Visual Explain Plan:

FROM AnsiJoin Ex4 BeerVisual1

If you add name as the second index key to the beer_brewery index:

CREATE INDEX beer_brewery_name ON `beer-sample` (brewery_id, name)
WHERE type = "beer"

... then you will get covering index scan, as shown in the Visual Explain Plan:

FROM AnsiJoin Ex4 BeerVisual2

ANSI JOIN Hints

(Introduced in Couchbase Server Enterprise Edition 5.5)

ansi-join-hints ::= use-hash-hint | use-nl-hint | multiple-hints
ansi use clause

Couchbase Server Enterprise Edition supports two join methods for performing ANSI Join: nested-loop join and hash join. The default join method is nested-loop join. Two corresponding join hints are introduced: USE HASH and USE NL.

The ANSI join hints are similar to the USE INDEX or USE KEYS hints. The ANSI join hints can be specified after the right-hand side of an ANSI join specification.

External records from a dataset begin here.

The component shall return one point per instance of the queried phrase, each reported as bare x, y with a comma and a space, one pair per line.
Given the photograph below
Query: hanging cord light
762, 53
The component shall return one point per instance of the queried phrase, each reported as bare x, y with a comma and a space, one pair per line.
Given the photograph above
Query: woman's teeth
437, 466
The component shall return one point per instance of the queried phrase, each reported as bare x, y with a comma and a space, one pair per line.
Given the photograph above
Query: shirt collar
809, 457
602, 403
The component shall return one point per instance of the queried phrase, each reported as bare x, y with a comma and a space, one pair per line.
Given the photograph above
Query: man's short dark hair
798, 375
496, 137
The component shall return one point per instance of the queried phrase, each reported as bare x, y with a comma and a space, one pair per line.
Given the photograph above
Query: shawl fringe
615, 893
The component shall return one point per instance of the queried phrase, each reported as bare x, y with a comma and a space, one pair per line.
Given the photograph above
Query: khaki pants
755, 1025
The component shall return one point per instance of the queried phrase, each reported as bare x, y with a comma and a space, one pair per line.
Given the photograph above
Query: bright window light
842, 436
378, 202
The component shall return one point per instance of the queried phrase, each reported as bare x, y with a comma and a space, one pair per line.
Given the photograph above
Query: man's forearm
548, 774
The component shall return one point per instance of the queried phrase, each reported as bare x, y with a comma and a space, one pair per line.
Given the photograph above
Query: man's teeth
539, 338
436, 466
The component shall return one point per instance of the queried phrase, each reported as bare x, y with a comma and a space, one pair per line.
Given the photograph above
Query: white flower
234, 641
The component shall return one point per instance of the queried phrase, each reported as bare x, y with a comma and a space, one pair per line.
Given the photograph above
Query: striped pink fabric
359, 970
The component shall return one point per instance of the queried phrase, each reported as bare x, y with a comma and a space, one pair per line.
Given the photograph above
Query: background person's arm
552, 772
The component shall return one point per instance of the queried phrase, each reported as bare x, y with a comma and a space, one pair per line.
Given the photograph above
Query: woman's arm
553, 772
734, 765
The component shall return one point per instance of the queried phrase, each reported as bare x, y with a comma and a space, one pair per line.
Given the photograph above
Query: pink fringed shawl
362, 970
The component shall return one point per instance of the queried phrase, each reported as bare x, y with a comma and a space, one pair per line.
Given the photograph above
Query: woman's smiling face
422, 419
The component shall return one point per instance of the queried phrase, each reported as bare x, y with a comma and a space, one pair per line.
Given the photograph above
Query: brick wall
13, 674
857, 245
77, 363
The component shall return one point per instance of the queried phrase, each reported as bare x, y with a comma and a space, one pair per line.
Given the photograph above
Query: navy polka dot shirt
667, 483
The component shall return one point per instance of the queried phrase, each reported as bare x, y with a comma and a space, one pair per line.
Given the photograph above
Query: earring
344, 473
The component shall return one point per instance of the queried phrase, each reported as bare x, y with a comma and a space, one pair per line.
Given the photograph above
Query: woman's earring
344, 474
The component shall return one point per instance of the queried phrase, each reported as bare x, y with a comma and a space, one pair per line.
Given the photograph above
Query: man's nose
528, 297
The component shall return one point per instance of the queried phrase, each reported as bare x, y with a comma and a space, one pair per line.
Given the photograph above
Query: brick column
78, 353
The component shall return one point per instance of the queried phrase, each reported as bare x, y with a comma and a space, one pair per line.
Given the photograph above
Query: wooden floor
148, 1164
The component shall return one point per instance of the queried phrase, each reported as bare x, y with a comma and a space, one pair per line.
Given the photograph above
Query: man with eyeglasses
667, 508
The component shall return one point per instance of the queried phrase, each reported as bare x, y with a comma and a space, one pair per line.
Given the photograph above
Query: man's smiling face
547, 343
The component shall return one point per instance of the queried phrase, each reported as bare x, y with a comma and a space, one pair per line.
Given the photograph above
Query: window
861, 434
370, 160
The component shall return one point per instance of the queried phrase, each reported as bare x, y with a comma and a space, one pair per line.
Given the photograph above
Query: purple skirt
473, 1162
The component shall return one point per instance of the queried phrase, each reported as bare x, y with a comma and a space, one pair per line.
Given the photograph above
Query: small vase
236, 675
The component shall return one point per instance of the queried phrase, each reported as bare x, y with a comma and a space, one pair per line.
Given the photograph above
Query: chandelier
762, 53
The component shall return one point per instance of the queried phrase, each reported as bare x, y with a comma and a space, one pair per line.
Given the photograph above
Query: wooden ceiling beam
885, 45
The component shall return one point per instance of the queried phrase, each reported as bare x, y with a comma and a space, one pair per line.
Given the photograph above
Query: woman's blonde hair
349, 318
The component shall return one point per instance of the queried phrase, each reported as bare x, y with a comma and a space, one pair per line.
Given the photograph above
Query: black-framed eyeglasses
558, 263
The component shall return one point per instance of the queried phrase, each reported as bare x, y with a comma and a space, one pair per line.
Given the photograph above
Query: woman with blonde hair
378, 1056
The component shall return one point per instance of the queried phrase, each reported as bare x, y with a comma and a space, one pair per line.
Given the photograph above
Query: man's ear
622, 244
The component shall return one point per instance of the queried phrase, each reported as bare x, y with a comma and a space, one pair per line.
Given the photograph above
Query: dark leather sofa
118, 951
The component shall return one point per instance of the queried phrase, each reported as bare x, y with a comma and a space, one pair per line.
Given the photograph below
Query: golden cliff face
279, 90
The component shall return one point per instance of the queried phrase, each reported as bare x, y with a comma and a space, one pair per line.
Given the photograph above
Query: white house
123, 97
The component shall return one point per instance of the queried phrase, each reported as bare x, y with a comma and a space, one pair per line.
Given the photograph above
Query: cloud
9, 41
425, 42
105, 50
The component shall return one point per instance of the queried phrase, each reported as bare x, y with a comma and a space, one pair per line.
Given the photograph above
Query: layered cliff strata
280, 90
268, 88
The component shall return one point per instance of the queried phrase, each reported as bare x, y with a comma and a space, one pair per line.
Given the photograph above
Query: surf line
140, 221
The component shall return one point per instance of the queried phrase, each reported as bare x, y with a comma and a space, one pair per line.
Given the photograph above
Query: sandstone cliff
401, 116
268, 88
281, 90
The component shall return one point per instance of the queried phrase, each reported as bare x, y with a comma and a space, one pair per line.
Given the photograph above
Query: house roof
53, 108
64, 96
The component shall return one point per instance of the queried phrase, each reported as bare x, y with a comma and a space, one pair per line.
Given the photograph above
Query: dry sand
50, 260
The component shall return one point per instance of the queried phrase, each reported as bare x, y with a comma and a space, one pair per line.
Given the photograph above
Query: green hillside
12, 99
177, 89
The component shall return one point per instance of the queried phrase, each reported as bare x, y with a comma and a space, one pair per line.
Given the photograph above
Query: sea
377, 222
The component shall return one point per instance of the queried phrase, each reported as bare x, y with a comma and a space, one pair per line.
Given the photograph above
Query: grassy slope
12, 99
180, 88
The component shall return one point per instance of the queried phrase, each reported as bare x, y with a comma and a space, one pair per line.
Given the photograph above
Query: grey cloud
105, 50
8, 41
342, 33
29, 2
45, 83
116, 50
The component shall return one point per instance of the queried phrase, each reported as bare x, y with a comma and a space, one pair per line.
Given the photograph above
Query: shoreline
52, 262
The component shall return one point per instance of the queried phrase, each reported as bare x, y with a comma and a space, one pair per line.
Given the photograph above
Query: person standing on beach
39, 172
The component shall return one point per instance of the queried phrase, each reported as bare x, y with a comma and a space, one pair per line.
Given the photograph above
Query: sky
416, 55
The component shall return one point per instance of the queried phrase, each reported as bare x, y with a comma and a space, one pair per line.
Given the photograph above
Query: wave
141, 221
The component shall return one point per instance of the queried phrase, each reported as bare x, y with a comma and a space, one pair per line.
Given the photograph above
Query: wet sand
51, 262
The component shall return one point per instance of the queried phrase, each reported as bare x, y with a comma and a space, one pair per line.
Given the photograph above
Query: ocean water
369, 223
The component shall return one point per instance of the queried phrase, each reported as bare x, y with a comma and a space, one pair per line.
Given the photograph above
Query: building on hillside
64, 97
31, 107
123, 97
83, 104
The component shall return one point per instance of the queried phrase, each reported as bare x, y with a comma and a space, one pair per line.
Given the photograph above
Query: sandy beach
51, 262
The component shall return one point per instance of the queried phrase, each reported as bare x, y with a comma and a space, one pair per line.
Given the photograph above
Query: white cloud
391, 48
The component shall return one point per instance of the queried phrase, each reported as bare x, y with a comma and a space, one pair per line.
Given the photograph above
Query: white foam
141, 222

The join hint for the first join should be specified on the first join’s right-hand side, and the join hint for the second join should be specified on the second join’s right-hand side, etc. If a join hint is specified on the first FROM term, i.e. the first join’s left-hand side, an error is returned.

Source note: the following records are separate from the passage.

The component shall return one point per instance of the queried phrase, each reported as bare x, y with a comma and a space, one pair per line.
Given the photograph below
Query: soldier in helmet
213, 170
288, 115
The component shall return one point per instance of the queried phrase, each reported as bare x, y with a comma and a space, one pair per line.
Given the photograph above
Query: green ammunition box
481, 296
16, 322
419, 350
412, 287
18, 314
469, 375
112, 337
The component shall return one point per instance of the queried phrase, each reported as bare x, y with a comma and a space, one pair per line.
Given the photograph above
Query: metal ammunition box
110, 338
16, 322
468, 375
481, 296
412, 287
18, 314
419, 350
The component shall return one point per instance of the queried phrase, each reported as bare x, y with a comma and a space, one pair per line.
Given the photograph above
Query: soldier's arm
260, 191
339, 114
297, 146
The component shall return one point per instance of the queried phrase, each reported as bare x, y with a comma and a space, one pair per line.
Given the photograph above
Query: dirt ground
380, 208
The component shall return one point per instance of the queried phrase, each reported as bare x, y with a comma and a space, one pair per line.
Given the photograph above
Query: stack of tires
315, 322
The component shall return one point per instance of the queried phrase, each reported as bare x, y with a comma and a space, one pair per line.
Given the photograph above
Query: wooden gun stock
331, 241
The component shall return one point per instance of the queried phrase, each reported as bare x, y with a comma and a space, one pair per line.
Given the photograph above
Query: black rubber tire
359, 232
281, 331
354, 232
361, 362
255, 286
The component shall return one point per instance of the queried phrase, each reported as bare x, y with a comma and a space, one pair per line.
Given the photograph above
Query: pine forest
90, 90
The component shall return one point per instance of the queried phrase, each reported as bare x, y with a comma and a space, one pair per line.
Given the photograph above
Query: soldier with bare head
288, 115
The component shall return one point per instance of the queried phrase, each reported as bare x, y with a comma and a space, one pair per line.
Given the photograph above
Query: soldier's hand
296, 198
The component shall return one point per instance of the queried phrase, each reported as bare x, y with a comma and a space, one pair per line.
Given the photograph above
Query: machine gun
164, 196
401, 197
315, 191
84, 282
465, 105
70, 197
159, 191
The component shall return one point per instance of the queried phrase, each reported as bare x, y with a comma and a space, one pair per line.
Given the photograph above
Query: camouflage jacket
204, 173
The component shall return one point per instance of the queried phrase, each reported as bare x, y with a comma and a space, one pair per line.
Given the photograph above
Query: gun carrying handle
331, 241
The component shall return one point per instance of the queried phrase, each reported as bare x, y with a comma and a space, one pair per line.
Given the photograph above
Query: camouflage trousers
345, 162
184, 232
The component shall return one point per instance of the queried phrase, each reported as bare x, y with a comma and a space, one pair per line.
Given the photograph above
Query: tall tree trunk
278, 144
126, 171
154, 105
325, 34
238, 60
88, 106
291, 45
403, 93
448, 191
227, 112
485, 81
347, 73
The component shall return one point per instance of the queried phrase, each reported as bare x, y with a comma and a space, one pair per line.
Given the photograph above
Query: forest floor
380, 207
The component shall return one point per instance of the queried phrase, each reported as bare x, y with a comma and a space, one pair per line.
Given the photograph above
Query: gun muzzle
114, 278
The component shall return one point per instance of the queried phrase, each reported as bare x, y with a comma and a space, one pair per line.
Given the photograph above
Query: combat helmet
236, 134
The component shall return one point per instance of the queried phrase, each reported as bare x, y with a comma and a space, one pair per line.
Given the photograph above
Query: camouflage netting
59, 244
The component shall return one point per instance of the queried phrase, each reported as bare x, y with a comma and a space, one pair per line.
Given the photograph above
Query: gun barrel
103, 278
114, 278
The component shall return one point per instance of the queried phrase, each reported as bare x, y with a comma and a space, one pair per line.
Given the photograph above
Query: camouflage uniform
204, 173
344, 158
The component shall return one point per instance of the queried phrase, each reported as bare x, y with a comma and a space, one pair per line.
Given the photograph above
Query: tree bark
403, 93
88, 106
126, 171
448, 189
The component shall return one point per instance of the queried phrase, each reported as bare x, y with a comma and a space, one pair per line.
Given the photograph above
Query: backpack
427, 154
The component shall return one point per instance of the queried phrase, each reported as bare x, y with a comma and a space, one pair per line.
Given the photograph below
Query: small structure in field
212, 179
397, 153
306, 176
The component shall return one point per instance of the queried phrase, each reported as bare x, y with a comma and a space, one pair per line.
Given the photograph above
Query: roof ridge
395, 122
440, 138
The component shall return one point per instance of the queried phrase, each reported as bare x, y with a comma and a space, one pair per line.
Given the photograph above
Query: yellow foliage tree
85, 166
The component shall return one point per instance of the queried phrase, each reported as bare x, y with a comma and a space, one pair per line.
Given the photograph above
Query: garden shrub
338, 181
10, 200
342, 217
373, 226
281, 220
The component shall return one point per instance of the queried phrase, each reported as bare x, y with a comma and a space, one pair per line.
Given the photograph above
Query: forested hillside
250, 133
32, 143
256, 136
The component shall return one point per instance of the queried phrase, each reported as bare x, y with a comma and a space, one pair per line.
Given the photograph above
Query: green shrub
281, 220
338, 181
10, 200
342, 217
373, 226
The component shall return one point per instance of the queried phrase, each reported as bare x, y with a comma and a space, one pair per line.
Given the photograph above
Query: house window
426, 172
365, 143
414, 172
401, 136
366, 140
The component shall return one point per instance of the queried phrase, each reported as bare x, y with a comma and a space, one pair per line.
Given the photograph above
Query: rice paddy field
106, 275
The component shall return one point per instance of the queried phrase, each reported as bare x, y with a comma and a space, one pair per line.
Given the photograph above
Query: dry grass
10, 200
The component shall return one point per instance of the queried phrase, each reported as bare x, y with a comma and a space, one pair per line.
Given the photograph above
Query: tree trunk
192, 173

Hash join is only considered when the USE HASH hint is specified, and it requires at least one equality predicate between the left-hand side and right-hand side. In such cases, if a hash join is chosen successfully, then that’ll be the join method used for this join. If the hash join cannot be generated, then the planner will further consider nested-loop join and will either generate a nested-loop join or return an error for the join.

If no join hint is specified or USE NL hint is specified, then nested-loop join is considered.

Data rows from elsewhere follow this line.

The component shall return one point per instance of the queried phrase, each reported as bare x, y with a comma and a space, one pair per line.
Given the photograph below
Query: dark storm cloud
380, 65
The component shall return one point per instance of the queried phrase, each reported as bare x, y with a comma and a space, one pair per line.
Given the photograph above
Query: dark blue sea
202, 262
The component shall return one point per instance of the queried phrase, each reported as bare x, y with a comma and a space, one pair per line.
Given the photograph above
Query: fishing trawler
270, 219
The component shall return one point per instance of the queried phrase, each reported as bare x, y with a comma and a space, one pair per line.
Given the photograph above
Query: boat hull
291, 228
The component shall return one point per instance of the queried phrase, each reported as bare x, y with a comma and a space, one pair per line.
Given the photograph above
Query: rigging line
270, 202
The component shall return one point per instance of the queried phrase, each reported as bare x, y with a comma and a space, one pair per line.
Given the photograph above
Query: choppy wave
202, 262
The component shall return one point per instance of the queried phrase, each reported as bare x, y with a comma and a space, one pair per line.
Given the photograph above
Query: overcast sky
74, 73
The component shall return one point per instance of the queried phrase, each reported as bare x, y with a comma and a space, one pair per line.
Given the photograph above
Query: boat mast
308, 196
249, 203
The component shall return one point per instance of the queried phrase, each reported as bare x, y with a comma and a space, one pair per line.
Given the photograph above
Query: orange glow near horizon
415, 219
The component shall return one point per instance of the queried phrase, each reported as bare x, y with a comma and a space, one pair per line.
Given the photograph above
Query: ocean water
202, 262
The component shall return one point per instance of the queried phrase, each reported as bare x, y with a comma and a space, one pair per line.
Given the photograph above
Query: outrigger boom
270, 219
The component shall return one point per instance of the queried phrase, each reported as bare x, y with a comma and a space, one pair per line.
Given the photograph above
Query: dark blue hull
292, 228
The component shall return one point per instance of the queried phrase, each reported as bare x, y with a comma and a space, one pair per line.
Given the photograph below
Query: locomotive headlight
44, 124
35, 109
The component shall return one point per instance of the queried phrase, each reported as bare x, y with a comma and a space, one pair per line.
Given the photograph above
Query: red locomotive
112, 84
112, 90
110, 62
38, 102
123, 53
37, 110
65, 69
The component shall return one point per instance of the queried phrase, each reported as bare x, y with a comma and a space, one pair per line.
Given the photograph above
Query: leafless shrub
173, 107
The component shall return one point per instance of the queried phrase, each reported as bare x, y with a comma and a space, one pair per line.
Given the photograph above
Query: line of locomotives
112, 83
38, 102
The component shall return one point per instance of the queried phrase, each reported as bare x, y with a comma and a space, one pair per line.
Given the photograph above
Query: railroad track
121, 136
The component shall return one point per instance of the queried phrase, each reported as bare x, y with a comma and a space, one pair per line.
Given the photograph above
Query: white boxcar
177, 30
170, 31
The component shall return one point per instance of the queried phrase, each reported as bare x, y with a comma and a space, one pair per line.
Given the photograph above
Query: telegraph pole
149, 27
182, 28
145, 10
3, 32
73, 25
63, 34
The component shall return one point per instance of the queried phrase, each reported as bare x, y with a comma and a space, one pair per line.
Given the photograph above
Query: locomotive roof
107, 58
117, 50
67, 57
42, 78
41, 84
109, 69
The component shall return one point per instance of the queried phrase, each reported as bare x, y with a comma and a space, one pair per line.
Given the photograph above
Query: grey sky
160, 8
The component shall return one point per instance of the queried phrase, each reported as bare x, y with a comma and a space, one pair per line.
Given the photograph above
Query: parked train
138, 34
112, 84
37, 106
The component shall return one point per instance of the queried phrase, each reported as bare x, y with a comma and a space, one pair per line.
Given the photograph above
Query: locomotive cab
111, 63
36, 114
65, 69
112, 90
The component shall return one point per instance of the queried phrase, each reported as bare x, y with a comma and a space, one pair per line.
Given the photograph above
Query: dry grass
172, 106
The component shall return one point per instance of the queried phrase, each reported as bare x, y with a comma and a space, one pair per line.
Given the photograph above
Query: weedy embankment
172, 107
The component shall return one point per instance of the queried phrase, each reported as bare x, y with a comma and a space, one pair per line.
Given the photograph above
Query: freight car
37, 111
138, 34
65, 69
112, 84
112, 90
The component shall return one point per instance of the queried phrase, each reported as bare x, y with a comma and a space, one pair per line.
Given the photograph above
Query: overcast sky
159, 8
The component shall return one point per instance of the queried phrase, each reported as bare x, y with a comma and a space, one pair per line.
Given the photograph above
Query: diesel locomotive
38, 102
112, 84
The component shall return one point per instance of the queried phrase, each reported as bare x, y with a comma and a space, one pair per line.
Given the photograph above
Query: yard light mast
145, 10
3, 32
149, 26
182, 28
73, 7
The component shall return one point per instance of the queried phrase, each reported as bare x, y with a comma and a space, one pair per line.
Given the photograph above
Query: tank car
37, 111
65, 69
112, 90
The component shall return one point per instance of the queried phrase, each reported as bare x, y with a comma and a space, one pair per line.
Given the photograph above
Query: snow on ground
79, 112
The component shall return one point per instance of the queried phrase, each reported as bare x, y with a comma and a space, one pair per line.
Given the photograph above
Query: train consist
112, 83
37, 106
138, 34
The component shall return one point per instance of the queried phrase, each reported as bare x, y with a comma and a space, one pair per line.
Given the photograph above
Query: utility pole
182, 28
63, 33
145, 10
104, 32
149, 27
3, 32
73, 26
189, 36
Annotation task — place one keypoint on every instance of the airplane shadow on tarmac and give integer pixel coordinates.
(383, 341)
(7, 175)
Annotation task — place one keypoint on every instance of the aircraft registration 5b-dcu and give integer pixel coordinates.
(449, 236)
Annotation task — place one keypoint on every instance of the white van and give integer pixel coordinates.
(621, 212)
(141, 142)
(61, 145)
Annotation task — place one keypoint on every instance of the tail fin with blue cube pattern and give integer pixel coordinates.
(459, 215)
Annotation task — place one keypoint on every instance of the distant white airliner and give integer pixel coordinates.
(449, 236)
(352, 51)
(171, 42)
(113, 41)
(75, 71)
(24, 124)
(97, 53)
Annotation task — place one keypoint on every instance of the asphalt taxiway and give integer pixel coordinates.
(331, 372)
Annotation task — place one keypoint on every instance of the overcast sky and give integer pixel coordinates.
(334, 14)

For Community Edition (CE), any specified USE HASH hint will be silently ignored and only nested-loop join is considered by the planner.

USE HASH Hint

use-hash-hint ::= USE use-hash-term
use hash hint
use-hash-term ::= HASH '(' ( BUILD | PROBE ) ')'
use hash predicate

There are two versions of the USE HASH hint:

  • USE HASH(BUILD) — The right-hand side of the join is to be used as the build side.

  • USE HASH(PROBE) — The right-hand side of the join is to be used as the probe side.

A hash join has two sides: a build side and a probe side. The build side of the join will be used to create an in-memory hash table. The probe side will use that table to find matches and perform the join. Typically, this means you want the build side to be used on the smaller of the two sets. However, you can only supply one hash hint, and only to the right side of the join. So if you specify BUILD on the right side, then you are implicitly using PROBE on the left side (and vice versa).

Example 5. USE HASH with PROBE

The keyspace aline is to be joined (with rte) using hash join, and aline is used as the probe side of the hash join.

SELECT COUNT(1) AS Total_Count
FROM `travel-sample` rte
INNER JOIN `travel-sample` aline
USE HASH (PROBE)
ON (rte.airlineid = META(aline).id)
WHERE rte.type = "route";
Results
[
  {
    "Total_Count": 17629
  }
]
Example 6. USE HASH with BUILD

This is effectively the same query as the previous example, except the two keyspaces are switched, and here the USE HASH(BUILD) hint is used, indicating the hash join should use rte as the build side.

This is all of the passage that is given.